One of my jobs was to hand out bib numbers to people. One of the ladies I handed one to had a Boston Marathon shirt on. Most of these shirts look the same, year after year, you have to look at the date on them. Hers said 2013. I asked if she was able to finish the race. Her response touched me. She said "no, but it really doesn't matter".
Two of the club board members spoke to the crowds. They had a scripted speech written that was very moving, and uplifting. They asked that we join hands for 3 moments of silence. One for the first responders, one for the dead, and one for the injured. There was a very moving singing of the national anthem. Then the Board members took the american flag to the front of the crowd and started the run.
The group stretched out over the entire east bank of the water front. As I ran over the bridge I could see the enormity of the people that showed up to show solidarity to Boston. About 1,000 runners stretched out over a mile long!
As we finished the run the race team members and a few others created a 'shoot' for the rest of the runners to run thru giving high fives as they came in. We stayed and cheered for every last one. The last lady walked to whole way with a small american flag, and pushing a walker.
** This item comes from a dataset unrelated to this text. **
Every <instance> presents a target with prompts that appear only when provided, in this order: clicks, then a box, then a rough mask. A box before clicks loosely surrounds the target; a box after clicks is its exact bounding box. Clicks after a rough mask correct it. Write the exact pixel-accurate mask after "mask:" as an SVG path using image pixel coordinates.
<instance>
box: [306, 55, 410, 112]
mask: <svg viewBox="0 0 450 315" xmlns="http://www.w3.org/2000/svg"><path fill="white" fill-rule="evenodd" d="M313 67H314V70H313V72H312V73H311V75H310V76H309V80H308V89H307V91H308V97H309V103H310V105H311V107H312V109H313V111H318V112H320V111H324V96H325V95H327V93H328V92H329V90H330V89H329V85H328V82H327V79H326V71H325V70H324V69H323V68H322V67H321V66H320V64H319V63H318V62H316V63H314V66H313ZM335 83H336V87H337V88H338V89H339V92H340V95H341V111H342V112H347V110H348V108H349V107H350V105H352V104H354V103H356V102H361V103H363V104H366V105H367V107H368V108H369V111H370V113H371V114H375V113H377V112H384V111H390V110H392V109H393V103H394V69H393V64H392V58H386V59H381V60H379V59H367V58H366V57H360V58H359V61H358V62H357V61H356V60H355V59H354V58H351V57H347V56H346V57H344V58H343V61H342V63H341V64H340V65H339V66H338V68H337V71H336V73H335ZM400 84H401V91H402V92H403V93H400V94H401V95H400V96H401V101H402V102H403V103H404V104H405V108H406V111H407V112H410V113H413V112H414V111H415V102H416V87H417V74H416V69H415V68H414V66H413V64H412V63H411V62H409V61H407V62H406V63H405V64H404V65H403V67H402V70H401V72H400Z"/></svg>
I was humbled by the show of humanity and how supportive the running community is. Marathoners, like triathletes, are endurance runners. For many it's about going the distance, doing the miles, getting it done. It's not always about how fast you can run but how long you can keep going. We push ourselves, we fall, we get hurt, we get back up and we keep going. We keep pushing on. We see some one struggling on a run and we empathize, encourage, support, and will stop our own run to help if needed. I am proud and honored to be part of such a group.